Spence atmete hörbar aus.

»Was?«, drängte Mace, besorgt von Spence’ Zögern.

»Laut meinem Deputy«, berichtete der Polizeichef, »waren er und der Abschleppwagenfahrer dabei, persönliche Sachen aus dem Wagen zu bergen, als sie Benzin rochen. Sie rannten schnell den Abhang hinauf mit den paar Sachen, die sie noch einsammeln konnten, und dann ging der Wagen erst in Flammen auf und flog schließlich in die Luft. Die Feuerwehr ist unterwegs, um dafür zu sorgen, dass sich das Feuer nicht ausbreitet. Dem Himmel sei Dank für diesen Regen.«

Mace kniff die Augen zusammen und öffnete sie wieder. »Meine Güte«, flüsterte er und sah das Feuer vor sich, als wäre er dabei gewesen. Er dachte daran, dass er nach dem Treffen mit dem Typen, der seine Website betreute, beinah auf ein Bier in seiner Lieblingsbar vorbeigeschaut hätte. Dort wäre er sicher eine Weile hängen geblieben, hätte mit Freunden und Nachbarn geplaudert, womöglich die eine oder andere Partie Billard gespielt. Wenn ihm nicht eingefallen wäre, dass Harry, die langjährige Köchin und Haushälterin der Familie, an diesem Abend ihre legendären Hamburger zubereiten wollte, und falls er geglaubt hätte, dass seine beiden älteren Brüder Slater und Drake ihm etwas übrig lassen würden …

Wenn.

Diese Miss Wright wäre höchstwahrscheinlich in ihrem Wagen gefangen gewesen, unfähig, die Fahrertür zu öffnen auf dem steilen Abhang. Sie wäre zusammen mit dem Wagen abgestürzt, und wenn sie wie durch ein Wunder die Überschläge, ohne sich das Genick zu brechen, überstanden hätte, wäre sie verbrannt.

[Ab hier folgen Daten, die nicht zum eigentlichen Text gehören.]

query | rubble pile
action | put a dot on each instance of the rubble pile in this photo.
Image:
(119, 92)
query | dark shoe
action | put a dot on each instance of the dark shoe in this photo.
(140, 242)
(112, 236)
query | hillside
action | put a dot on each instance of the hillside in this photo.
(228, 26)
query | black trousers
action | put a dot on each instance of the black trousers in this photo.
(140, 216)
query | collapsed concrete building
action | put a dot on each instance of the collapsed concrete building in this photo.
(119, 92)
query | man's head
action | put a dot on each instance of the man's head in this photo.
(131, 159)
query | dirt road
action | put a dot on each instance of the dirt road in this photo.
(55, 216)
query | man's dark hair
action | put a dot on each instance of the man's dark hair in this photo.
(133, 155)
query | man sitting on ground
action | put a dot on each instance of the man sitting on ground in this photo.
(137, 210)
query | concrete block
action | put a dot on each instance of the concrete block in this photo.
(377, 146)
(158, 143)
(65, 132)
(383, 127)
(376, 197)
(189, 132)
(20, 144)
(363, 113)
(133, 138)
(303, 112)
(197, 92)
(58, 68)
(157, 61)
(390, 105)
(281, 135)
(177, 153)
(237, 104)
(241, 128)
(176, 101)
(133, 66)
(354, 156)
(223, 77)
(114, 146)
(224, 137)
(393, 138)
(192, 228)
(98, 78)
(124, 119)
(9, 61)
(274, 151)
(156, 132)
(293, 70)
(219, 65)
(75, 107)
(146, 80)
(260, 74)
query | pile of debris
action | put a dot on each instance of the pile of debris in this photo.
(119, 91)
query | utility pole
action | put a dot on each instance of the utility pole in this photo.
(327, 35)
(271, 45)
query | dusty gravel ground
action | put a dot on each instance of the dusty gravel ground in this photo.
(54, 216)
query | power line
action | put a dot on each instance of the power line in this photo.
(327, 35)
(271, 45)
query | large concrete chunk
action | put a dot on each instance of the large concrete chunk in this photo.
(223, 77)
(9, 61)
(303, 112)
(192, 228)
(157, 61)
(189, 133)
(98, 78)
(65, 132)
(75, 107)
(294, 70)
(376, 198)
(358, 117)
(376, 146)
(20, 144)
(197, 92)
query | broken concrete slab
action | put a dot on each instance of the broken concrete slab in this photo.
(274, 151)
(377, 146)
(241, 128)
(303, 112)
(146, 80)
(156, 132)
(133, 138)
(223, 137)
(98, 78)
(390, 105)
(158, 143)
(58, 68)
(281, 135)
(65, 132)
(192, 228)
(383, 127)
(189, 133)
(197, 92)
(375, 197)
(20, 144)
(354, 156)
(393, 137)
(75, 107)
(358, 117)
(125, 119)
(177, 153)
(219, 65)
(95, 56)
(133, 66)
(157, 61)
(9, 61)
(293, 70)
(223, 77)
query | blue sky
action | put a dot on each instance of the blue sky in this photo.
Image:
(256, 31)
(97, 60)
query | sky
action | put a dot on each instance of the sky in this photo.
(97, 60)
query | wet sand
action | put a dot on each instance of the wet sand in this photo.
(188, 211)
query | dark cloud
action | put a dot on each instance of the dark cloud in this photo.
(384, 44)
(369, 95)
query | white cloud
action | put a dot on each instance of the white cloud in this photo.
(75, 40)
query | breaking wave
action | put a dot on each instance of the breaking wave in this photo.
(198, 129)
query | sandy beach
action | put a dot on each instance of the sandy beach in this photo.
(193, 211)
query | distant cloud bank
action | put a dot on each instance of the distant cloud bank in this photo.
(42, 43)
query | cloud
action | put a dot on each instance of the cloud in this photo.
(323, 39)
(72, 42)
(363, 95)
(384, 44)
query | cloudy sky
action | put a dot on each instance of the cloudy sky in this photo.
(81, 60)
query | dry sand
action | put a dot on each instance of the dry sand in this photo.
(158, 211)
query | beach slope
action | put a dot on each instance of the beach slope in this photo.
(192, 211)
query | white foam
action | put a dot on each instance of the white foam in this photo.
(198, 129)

Er stieß einen leisen Fluch aus.

»Macht dich wohl zum Helden«, bemerkte Spence trocken.

»Ich war bloß zufällig da, das ist alles«, sagte Mace. »Zur richtigen Zeit am richtigen Ort. Du hättest das Gleiche getan, wenn du dort gewesen wärst, genau wie so ziemlich jeder hier.«

»Wie so ziemlich jeder hier«, bestätigte Spence mit leichter Betonung auf dem mittleren Wort.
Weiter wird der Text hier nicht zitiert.